A very different looking stone house in Acushnet, Ma.

Beginning in Fairhaven, the route took "blue" and me thru the town of Acushnet into Rochester. The weather was ok but the wind was really blowing making it tough to even ride downhill. I got to a good hill that I usually coast and get my speed up to around 30 MPH. Today, because of the wind, I had to pedal down the hill. cripes

Town number three.

I took the old "rt 105" that at one time was the main road to Boston. It must have been something in it's heyday, but now.

The old road to Boston. It's really a nice bike road now.

A big part of biking is mental. Once I accepted the wind the ride became much better. Before that point, all I could think of was how difficult the ride was turning out to be. At the moment of acceptance, I simply shifted into an easier gear and began enjoying myself. Two roads that would loop me back toward home were passed without a thought of taking them. I had always been worried about a breakdown on long rides. Until I took a bike maintainence course last Sunday. It was such a good course I now have confidence to make almost any kind of repair to get me home. Flats, gearing and even a broken chain, are no longer worrysome.

I had been on the road for almost two hours and was approaching an area of highway oasis. Right off route 140, the current road to Boston and points north, was the business area of the fourth town of the day.

Forth town and time to eat.

Before lunch blue and I stopped by Cathederal Camp, where local kids spend their summer days. I never attended camp because my parents owned a neighborhood store and lunch counter, they were always home. Also I grew up on the beach, so sending me to camp would be almost like punishment.

Ole blue at the bridge separating the boys from the girls side of Cathederal Camp

Cathederal Camp buildings

A hearty breakfast sandwich omlette for lunch really hit the spot. I carry a rechargable card because it feels like I am eating for free.

On the return trip, I decided to abandon the country roads and ride through the city. This is where the kids in their hot rods, cruise up and back Acushnet Avenue. One group of "crotch rocket" motorcyclist yelled at me to do a wheelie when I passed them at the coffee shop on the ave. I almost turned around to have a picture of blue and I among the bikes and bikers giving the "gansta" sign. The one with the sidways peace sign, sort of. Or whatever...

On the Avenue, near Lydia's Bakery, where I take out of town friends for desert after dinner, I noticed I could keep up with traffic with a little effort. I grabed a spot in the middle of traffic and peddled like crazy behind a Mustang that was behind a real big pickup truck. It was quite a site to see all these fancy cars and trucks with hemi's cruising along, and a guy on a bike keeping up with them easily. Some may think it dangerous riding the city streets, but I found it much easier because of the congestion. Drivers are more aware, are going at a slower speed, and are more receptive to bikes and pedestrians. It's kind of neat to be in traffic, signal a lane change and accelerate into a turn. Kind of gets the blood flowing.
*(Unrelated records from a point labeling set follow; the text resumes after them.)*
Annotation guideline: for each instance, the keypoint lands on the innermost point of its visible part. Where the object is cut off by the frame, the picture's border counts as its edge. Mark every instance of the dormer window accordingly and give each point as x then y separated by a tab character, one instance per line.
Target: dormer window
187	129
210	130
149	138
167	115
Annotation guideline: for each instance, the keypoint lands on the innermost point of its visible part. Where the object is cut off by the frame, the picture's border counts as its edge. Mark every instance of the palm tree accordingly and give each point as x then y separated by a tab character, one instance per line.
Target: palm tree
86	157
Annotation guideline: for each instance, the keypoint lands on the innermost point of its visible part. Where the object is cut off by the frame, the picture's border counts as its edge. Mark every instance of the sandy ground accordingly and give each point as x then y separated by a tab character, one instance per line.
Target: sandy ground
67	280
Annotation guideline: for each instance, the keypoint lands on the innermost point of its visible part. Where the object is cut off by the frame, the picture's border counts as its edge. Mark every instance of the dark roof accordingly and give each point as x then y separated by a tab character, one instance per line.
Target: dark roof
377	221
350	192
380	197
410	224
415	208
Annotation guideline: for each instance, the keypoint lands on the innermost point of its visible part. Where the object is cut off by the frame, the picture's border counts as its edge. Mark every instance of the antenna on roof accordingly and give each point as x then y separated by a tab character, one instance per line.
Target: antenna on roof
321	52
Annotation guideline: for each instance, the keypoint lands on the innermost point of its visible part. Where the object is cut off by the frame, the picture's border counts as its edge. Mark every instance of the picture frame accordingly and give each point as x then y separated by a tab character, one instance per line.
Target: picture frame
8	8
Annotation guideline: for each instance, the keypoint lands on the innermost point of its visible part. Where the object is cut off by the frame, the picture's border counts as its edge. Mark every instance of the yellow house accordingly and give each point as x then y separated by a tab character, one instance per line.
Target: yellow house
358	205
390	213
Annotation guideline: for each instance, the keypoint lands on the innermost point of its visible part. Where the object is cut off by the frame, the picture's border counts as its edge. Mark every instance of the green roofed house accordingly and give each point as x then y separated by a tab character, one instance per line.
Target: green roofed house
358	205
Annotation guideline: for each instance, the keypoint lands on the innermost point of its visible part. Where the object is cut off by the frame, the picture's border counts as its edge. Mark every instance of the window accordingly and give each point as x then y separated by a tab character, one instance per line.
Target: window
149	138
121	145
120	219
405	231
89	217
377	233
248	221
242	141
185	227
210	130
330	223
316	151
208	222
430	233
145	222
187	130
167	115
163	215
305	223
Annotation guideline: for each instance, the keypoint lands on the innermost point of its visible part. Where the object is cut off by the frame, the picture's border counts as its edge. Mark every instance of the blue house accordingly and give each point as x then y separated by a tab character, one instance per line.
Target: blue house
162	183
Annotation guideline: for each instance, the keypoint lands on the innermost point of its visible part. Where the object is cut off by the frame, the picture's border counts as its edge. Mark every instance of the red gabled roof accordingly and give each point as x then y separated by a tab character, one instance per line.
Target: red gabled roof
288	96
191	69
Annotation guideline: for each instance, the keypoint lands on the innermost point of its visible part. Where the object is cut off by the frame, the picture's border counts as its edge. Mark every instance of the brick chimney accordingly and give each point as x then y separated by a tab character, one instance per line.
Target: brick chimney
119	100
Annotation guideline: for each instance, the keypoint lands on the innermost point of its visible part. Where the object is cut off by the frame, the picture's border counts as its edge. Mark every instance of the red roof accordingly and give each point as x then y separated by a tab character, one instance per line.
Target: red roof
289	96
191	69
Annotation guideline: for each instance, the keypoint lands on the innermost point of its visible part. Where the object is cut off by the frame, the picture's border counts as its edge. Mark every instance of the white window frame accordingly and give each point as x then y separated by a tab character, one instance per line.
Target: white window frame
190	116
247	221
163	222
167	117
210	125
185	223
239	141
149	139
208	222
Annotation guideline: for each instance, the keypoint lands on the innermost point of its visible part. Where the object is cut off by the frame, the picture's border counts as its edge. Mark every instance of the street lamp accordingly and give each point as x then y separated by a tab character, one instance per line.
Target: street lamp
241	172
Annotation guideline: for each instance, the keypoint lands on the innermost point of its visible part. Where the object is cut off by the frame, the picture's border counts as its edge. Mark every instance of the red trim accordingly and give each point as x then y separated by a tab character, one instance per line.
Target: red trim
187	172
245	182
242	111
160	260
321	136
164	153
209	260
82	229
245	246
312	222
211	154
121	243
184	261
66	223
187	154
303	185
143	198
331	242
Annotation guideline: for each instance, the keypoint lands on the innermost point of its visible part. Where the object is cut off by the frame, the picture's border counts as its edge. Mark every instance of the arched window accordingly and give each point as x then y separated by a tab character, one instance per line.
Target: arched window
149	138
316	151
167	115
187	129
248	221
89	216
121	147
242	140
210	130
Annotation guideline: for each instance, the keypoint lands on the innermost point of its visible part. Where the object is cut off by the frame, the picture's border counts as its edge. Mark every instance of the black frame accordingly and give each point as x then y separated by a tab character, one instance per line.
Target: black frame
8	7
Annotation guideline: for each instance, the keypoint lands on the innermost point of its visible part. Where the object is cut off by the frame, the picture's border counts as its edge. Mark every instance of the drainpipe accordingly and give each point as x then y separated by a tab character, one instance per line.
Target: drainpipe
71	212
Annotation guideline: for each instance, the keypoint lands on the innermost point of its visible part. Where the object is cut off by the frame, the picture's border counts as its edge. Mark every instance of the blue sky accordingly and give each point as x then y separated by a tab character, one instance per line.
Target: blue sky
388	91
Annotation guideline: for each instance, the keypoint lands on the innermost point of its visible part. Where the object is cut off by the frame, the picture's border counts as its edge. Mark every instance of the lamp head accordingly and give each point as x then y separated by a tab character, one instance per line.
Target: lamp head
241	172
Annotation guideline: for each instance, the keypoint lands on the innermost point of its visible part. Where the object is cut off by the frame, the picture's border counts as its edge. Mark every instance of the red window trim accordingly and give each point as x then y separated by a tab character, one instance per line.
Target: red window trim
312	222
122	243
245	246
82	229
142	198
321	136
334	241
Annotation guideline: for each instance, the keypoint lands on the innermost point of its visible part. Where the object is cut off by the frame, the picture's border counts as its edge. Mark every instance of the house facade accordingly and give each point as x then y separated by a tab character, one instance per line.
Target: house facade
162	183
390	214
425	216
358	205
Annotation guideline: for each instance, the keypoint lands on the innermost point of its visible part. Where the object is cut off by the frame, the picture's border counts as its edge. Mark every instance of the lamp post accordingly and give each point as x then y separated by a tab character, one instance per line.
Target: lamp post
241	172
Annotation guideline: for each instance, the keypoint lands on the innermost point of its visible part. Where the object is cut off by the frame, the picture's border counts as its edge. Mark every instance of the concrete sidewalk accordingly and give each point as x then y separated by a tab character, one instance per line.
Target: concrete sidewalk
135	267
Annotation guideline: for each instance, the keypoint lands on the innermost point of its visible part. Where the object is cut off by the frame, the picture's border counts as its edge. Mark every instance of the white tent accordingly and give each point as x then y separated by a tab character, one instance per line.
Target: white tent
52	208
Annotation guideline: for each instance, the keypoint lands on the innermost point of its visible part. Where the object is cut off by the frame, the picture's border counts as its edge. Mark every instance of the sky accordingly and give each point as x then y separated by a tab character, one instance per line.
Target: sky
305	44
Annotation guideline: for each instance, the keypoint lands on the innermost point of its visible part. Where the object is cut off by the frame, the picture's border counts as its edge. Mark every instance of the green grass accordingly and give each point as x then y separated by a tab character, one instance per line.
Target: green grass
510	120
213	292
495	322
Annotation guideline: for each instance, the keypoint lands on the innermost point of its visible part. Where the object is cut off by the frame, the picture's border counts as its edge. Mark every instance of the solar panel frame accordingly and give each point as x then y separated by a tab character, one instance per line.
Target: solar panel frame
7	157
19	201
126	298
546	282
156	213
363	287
Enought of that. Back into the quiet villiage of Fairhaven, where everything is slower, and the streets are clear. Crossing the bridge was an adventure this time. As most cases when I arrive, the bridge is open to let boat traffic pass. Usually, I relax, wait, maybe take a picture or two, and cross as soon as the bridge is back in place for vehicle traffic. This is a swing bridge, not the type that opens toward the sky. This one sits on gears and swings open allowing a lane of shipping on each side of the span. This time when the bridge was closing, it made some awful grinding noises. I was tempted to wave my arms at the tender who was in a little house at the top of the bridge, and tell him to stop. He continued to try and close the span and the grinding and banking noises just got louder and louder and more frequent.

Tender works from his office atop the bridge

I did manage to get across when it was almost closed. I had to maneuver around the barriers and on the other side I told a few motorist the bridge was broken. Before long the line of cars, one by one turned around and headed to the alternate route around the river.

The ride ended with a quick jaunt through Fairhaven's waterfront and center. Back home the odometer read 44.3 miles in 4 hours 52 minutes. Including lunch.

Fire escape at the old textile mill complex.

Typical house in Fairhaven Ma. center

Boat undergoing repairs at Kelly's Boatyard

Crossing the hurricane barrier at Egypt ln.


Anonymous said...

Wow! Cool post, my friend! Very enlightening for those of us not on the East Coast. Imagine...a swing bridge! Never heard of it before YOU! ...Scout!

Crys said...

Oh, this is just great! I really can't wait to get a chance to go for a ride in your end of the world. It's just gorgeous! It will work out one time, I know it.